Shannon MacDonald of Harvard University and Massachusetts General Hospital. (Courtesy Massachusetts General Hospital)

“This study provides evidence to support what we have suspected for decades: that patient-specific genetic factors contribute to their radiation sensitivity,” MacDonald said. “While it is difficult to improve upon the physical delivery of radiation, this represents a tangible way to improve outcomes for patients and underscores the importance of future research in this area.”

“The findings from this study are exciting and suggest that genetic factors from patients correlate with sensitivity to radiation. In the future, these findings may help inform the design of more personalized radiation treatment plans for patients,” Liu added.  

The study authors have made all of the immune data from 1,800 mice across 35 different strains, plus the GWAS analyses, available to the broader research community to facilitate further investigation. “There’s a treasure trove of follow-up studies that could be done on this,” Snijders said.

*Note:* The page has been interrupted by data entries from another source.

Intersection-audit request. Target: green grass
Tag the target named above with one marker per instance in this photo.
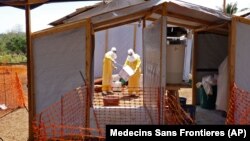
(13, 58)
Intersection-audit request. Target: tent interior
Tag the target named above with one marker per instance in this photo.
(90, 38)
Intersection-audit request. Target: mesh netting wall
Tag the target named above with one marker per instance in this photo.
(174, 113)
(239, 107)
(65, 119)
(11, 91)
(125, 108)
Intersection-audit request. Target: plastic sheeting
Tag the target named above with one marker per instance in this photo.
(242, 57)
(58, 58)
(103, 8)
(122, 38)
(187, 59)
(154, 61)
(211, 51)
(182, 8)
(222, 87)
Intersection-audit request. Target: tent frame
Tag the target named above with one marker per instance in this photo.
(141, 15)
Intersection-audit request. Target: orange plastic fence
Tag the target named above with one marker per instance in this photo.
(123, 107)
(239, 107)
(66, 119)
(11, 91)
(174, 114)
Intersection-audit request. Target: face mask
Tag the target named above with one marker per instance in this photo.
(113, 55)
(131, 58)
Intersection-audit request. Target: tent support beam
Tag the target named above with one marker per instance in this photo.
(134, 40)
(121, 20)
(211, 27)
(194, 66)
(89, 61)
(187, 18)
(232, 51)
(31, 97)
(27, 2)
(229, 61)
(174, 23)
(116, 24)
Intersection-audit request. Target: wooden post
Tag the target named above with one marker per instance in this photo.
(134, 41)
(31, 97)
(163, 66)
(229, 62)
(89, 63)
(232, 51)
(106, 40)
(194, 73)
(224, 6)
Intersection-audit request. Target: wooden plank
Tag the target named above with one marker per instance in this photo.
(30, 72)
(120, 20)
(60, 28)
(88, 72)
(232, 53)
(194, 66)
(210, 27)
(216, 32)
(134, 41)
(106, 39)
(23, 3)
(229, 62)
(116, 24)
(182, 25)
(174, 23)
(188, 18)
(242, 20)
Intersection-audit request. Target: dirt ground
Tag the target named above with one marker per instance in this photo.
(14, 126)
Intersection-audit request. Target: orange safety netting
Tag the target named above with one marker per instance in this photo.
(174, 113)
(11, 91)
(239, 107)
(66, 119)
(72, 116)
(122, 107)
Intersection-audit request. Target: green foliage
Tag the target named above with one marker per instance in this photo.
(13, 58)
(231, 8)
(13, 47)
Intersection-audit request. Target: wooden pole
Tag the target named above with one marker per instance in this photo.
(224, 6)
(194, 65)
(134, 41)
(29, 72)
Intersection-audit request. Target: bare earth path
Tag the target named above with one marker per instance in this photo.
(14, 126)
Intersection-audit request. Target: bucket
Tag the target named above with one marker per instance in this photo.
(117, 86)
(111, 100)
(126, 72)
(183, 101)
(175, 63)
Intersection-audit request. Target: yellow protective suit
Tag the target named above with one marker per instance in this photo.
(107, 72)
(134, 80)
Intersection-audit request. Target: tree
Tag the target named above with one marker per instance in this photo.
(231, 8)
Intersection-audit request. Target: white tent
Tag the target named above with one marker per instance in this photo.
(122, 37)
(209, 26)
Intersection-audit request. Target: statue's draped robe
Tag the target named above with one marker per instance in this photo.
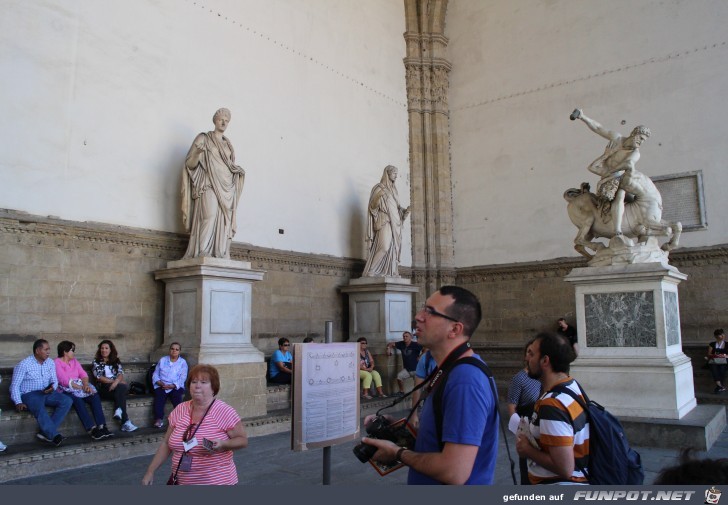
(384, 230)
(210, 194)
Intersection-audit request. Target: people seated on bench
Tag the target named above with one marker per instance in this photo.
(110, 382)
(169, 379)
(34, 387)
(281, 363)
(73, 382)
(367, 372)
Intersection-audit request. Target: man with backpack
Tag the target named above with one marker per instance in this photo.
(559, 425)
(458, 434)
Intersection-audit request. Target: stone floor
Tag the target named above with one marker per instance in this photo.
(268, 461)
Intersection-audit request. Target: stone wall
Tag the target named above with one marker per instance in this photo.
(64, 280)
(521, 299)
(85, 281)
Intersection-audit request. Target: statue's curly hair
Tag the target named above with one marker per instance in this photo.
(641, 129)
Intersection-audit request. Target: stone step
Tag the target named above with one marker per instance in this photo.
(21, 427)
(35, 457)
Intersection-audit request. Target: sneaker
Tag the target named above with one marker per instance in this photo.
(129, 426)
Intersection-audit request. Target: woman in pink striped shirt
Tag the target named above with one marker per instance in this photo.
(202, 435)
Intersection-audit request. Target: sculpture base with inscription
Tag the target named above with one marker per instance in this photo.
(631, 359)
(208, 305)
(380, 310)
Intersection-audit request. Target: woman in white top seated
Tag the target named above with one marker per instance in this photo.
(169, 379)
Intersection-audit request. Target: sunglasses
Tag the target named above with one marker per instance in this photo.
(432, 312)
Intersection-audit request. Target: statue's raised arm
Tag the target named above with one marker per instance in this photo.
(594, 126)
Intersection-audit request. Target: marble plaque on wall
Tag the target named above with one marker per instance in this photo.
(672, 318)
(183, 320)
(620, 319)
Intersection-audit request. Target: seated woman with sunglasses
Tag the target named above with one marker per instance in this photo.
(280, 368)
(73, 380)
(367, 372)
(202, 435)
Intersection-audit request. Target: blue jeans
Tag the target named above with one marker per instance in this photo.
(80, 405)
(37, 401)
(160, 398)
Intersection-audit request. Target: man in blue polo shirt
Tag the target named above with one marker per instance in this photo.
(464, 450)
(410, 355)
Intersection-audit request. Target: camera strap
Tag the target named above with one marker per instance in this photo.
(431, 381)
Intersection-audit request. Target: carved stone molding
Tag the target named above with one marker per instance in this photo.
(427, 86)
(32, 230)
(560, 267)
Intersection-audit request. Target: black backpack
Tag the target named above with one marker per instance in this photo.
(611, 460)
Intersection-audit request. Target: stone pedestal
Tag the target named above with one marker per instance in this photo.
(208, 311)
(380, 309)
(628, 322)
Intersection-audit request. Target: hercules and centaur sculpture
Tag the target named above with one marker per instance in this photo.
(626, 204)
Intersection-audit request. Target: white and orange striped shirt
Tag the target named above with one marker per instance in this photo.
(558, 420)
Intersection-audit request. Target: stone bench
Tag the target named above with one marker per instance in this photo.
(21, 427)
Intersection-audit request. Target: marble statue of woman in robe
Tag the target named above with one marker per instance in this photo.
(384, 227)
(211, 187)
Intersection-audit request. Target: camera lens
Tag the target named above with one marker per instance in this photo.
(364, 452)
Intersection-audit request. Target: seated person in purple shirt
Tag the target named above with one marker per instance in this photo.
(33, 388)
(169, 379)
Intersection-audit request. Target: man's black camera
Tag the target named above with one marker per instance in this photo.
(381, 428)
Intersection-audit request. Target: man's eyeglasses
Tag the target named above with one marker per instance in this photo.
(432, 312)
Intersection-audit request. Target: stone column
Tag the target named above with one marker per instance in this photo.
(208, 311)
(427, 71)
(380, 309)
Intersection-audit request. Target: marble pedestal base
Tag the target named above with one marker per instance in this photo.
(208, 311)
(380, 310)
(631, 358)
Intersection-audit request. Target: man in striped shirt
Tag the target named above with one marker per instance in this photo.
(559, 425)
(34, 387)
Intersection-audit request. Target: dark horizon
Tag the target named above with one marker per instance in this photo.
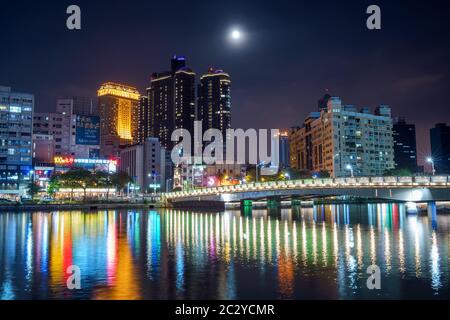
(293, 53)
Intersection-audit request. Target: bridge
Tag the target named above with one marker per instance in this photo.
(419, 189)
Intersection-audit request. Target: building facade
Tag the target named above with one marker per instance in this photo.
(440, 148)
(285, 152)
(43, 149)
(405, 147)
(344, 141)
(171, 97)
(117, 107)
(148, 165)
(144, 119)
(214, 101)
(73, 134)
(16, 131)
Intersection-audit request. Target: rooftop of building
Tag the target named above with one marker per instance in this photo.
(119, 90)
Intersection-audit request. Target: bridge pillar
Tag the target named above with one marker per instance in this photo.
(246, 207)
(273, 202)
(432, 213)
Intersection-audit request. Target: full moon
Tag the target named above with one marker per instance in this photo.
(235, 34)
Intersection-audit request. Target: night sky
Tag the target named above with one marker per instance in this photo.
(293, 52)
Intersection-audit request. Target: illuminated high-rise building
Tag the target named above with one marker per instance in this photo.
(342, 137)
(118, 110)
(16, 131)
(214, 100)
(144, 118)
(171, 98)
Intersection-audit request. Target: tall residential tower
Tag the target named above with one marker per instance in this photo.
(16, 130)
(171, 97)
(214, 101)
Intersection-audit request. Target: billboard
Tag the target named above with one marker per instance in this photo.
(87, 130)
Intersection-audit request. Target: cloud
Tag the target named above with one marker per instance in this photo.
(417, 82)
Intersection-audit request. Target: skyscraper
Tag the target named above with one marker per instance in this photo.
(440, 147)
(144, 118)
(405, 150)
(16, 130)
(214, 100)
(344, 141)
(171, 98)
(118, 106)
(284, 149)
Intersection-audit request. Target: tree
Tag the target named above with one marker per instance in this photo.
(103, 180)
(77, 178)
(120, 180)
(324, 174)
(54, 184)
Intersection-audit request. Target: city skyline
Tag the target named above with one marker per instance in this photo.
(400, 65)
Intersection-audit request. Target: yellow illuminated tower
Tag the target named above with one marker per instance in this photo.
(118, 109)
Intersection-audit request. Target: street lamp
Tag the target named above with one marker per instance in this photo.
(349, 167)
(430, 160)
(257, 167)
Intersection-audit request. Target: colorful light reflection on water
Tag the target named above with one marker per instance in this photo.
(300, 253)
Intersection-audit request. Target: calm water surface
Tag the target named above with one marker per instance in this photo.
(300, 253)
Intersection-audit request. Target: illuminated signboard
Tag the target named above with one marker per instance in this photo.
(64, 160)
(87, 130)
(70, 161)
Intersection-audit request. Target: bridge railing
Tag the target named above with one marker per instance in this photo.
(418, 181)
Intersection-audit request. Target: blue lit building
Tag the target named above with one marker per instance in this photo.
(16, 128)
(405, 150)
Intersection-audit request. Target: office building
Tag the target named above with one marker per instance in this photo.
(73, 134)
(214, 101)
(342, 141)
(16, 131)
(285, 152)
(117, 106)
(405, 150)
(148, 165)
(144, 120)
(440, 148)
(43, 149)
(172, 101)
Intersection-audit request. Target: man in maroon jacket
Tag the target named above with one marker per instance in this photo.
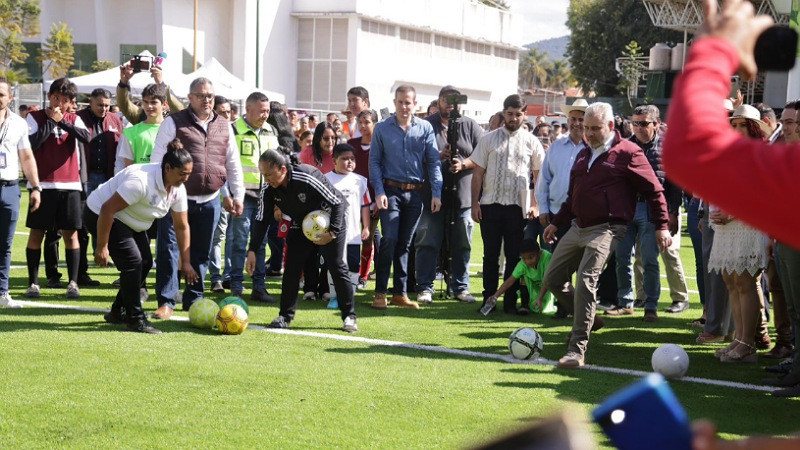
(605, 180)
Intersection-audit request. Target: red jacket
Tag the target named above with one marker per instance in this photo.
(749, 179)
(606, 191)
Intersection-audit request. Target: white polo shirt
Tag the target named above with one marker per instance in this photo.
(13, 138)
(142, 188)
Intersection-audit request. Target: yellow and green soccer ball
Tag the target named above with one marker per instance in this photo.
(235, 301)
(316, 223)
(203, 313)
(232, 319)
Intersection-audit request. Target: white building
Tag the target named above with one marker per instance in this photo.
(312, 50)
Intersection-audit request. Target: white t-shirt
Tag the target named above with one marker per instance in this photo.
(142, 188)
(354, 188)
(13, 138)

Additional BSE-affiliated contributors to this work include: Li He, Jamie Inman, and Chenhan Zhong, who performed the mouse experiments; and Hang Chang, who led the computational design and model translation to human cancer patients and performed bioinformatics and statistical analyses. David Threadgill of Texas A&M University and Myrsini Ioakeim-Ioannidou of Massachusetts General Hospital also contributed.